Multivariate Bayesian variable selection regression

Association mapping covariates

Merge covariates info from multiple sources and find orthonormal basis for covariate matrix.

Covariates for analysis we've got so far include sample phenotypes (sex), sample attributes (genotyping platform), top principle components for population structure, and PEER factors. All saved in various files.

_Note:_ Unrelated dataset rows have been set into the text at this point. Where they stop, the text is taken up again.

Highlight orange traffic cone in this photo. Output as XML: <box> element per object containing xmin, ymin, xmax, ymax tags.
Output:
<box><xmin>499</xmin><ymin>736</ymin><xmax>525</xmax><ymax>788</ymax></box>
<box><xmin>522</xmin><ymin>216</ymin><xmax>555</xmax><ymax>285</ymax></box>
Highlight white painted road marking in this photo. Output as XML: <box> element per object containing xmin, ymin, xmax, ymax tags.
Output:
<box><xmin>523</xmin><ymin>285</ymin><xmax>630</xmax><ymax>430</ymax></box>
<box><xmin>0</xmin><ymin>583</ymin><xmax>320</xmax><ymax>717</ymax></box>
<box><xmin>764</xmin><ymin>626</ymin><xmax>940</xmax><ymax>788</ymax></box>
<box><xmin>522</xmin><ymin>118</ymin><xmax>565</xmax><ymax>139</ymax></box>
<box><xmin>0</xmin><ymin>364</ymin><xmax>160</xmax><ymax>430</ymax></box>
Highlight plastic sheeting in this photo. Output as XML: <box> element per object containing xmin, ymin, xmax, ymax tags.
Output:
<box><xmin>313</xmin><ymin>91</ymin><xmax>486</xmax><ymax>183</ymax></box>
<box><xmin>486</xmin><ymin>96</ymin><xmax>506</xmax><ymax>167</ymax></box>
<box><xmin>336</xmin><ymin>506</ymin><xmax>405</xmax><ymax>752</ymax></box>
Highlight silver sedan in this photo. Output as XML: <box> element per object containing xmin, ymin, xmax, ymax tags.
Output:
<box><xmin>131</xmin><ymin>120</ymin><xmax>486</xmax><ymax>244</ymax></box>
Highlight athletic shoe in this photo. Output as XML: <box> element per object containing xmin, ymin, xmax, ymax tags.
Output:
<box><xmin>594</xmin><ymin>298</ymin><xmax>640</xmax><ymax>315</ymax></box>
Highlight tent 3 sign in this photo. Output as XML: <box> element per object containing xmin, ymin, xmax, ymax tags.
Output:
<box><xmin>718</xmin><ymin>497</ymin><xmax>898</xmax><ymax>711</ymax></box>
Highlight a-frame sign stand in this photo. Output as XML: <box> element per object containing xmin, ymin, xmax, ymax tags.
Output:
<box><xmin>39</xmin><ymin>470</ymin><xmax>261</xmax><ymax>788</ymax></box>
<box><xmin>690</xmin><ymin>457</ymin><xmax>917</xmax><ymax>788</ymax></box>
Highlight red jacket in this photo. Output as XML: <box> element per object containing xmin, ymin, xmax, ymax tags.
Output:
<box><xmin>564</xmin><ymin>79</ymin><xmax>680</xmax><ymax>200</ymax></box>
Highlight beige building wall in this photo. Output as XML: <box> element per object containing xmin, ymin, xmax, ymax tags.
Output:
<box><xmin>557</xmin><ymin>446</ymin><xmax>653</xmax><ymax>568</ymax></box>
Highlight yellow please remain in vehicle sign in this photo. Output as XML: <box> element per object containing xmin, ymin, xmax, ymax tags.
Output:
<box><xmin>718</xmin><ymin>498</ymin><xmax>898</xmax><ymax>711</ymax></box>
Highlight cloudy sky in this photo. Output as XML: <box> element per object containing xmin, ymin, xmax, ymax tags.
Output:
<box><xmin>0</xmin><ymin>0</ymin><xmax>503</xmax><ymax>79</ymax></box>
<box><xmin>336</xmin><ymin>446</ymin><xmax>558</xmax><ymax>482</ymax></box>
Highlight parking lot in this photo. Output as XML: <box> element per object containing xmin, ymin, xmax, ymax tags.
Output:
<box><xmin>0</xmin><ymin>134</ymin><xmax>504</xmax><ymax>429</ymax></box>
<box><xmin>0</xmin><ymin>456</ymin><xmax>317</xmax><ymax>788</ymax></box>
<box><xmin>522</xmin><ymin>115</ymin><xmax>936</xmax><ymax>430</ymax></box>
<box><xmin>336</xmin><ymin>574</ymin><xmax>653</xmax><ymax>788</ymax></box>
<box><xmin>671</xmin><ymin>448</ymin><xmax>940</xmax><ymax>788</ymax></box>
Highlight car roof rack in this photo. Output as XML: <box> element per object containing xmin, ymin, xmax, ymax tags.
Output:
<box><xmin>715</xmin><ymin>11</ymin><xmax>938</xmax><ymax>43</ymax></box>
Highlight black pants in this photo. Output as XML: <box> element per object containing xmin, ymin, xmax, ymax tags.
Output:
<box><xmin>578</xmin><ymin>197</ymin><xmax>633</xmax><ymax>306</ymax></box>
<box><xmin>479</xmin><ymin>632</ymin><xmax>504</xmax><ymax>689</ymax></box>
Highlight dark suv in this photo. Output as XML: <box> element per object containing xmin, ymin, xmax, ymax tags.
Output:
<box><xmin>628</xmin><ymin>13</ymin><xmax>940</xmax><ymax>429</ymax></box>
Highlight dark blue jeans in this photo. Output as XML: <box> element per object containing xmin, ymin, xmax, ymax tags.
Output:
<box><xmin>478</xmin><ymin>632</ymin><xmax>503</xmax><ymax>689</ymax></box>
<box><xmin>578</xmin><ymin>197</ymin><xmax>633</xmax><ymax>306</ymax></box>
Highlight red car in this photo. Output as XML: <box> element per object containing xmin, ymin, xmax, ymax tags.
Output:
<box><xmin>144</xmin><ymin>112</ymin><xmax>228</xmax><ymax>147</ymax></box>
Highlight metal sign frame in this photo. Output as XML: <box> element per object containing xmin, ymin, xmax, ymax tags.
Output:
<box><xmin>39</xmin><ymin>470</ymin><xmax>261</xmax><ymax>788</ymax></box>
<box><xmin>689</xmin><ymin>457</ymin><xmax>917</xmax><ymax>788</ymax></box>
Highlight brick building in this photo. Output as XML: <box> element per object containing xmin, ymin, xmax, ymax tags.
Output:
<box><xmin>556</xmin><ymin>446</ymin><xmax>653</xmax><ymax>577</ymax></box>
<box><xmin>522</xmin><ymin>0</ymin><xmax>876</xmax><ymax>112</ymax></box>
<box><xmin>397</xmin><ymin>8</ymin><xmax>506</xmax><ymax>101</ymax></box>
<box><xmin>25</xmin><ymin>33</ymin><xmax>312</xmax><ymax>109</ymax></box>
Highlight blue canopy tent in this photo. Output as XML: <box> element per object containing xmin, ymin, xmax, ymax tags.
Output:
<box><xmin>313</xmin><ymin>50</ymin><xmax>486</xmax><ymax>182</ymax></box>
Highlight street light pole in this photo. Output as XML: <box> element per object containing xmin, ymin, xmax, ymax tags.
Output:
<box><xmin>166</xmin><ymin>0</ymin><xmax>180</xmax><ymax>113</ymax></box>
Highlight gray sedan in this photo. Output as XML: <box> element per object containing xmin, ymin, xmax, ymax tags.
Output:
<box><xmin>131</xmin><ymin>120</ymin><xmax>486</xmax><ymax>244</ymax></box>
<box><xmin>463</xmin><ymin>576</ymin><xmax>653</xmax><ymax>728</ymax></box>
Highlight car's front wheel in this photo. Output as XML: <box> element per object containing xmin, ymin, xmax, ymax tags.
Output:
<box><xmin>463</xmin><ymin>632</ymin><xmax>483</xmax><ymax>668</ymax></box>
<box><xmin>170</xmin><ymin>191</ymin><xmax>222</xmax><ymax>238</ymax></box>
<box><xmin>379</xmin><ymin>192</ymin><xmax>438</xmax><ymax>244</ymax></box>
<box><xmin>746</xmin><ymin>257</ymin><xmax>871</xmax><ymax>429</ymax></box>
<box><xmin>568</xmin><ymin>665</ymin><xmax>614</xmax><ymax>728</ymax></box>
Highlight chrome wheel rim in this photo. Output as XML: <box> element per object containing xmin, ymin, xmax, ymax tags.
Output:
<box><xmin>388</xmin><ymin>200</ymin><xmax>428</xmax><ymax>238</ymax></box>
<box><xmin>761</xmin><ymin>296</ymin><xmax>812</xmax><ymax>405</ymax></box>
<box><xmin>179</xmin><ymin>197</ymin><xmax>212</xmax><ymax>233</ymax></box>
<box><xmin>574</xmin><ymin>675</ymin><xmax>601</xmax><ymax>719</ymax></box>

Workflow below consolidates these files and generates a single analysis ready covariate file in HDF5 format. There are two versions I save: the orginal covar matrix and its orthonormal basis (which will be used as input to association analysis down the line).

In [1]:
%run format_covariates

parameter: cwd = '~/Documents/GTEx'
sample_attr = '~/Documents/GTEx/gtex7/sample_annotations/GTEx_Analysis_2016-01-15_v7_SampleAttributesDS.txt'
phenotype = '~/Documents/GTEx/gtex7/sample_annotations/GTEx_Analysis_2016-01-15_v7_SubjectPhenotypesDS.txt'
platform_info = "${cwd!a}/h5_formatted/${sample_attr!bn}.platform_info"

[format_covariates]
# Consolidate covariates to HDF5 format
# Covariates are: sex, platform, 3 PC and PEER factors
depends: platform_info
parameter: peer_factors = glob.glob("${cwd!a}/peer_analysis/*_PEER_covariates.txt")
parameter: pc_file = "${cwd!a}/genotype_plink/GTEx7.Imputed.prune.pc.ped"
parameter: covar_file = "${phenotype!a}"
input: peer_factors, pc_file, covar_file, platform_info
output: "${cwd!a}/h5_formatted/GTEx7.covariates.raw.h5", "${cwd!a}/h5_formatted/GTEx7.covariates.orth.h5"
task: workdir = cwd
python:
    import os
    import pandas as pd
    import scipy.linalg
    if os.path.isfile(${output[0]!ar}):
       os.remove(${output[0]!ar})
    if os.path.isfile(${output[1]!ar}):
       os.remove(${output[1]!ar})
    pc = pd.read_csv(${pc_file!r}, header = None, sep = ' ', index_col = 1,
         names = ['fid','pid','mid','sex','phen'] + ["PC{}".format(i+1) for i in range(20)])[["PC1", "PC2", "PC3"]]
    platform = pd.read_csv(${platform_info!r}, header = 0, sep = ',', index_col = 0)
    covar = pd.read_csv(${covar_file!r}, header = 0, sep = '\t', index_col = 0)['SEX'].to_frame()
    dat = covar.merge(platform, left_index = True, right_index = True)
    dat = dat.merge(pc, left_index = True, right_index = True)
    # Add PEER
    for item in [${peer_factors!ar,}]:
        peer = pd.read_csv(item, header = 0, sep = '\t', index_col = 0).transpose()
        samples = {}
        for x in peer.index:
            samples[x] = dat.loc['-'.join(x.split('-')[:2])].tolist()
        samples = pd.DataFrame(samples).transpose()
        samples.columns = dat.columns
        samples = samples.merge(peer, left_index = True, right_index = True)
        samples.to_hdf(${output[0]!ar}, '/{}'.format(os.path.basename(item[:-20])), mode = 'a', complevel = 9, complib = 'zlib')
        samples_orth = pd.DataFrame(scipy.linalg.orth(samples), index = samples.index)
        samples_orth.to_hdf(${output[1]!ar}, '/{}'.format(os.path.basename(item[:-20])), mode = 'a', complevel = 9, complib = 'zlib')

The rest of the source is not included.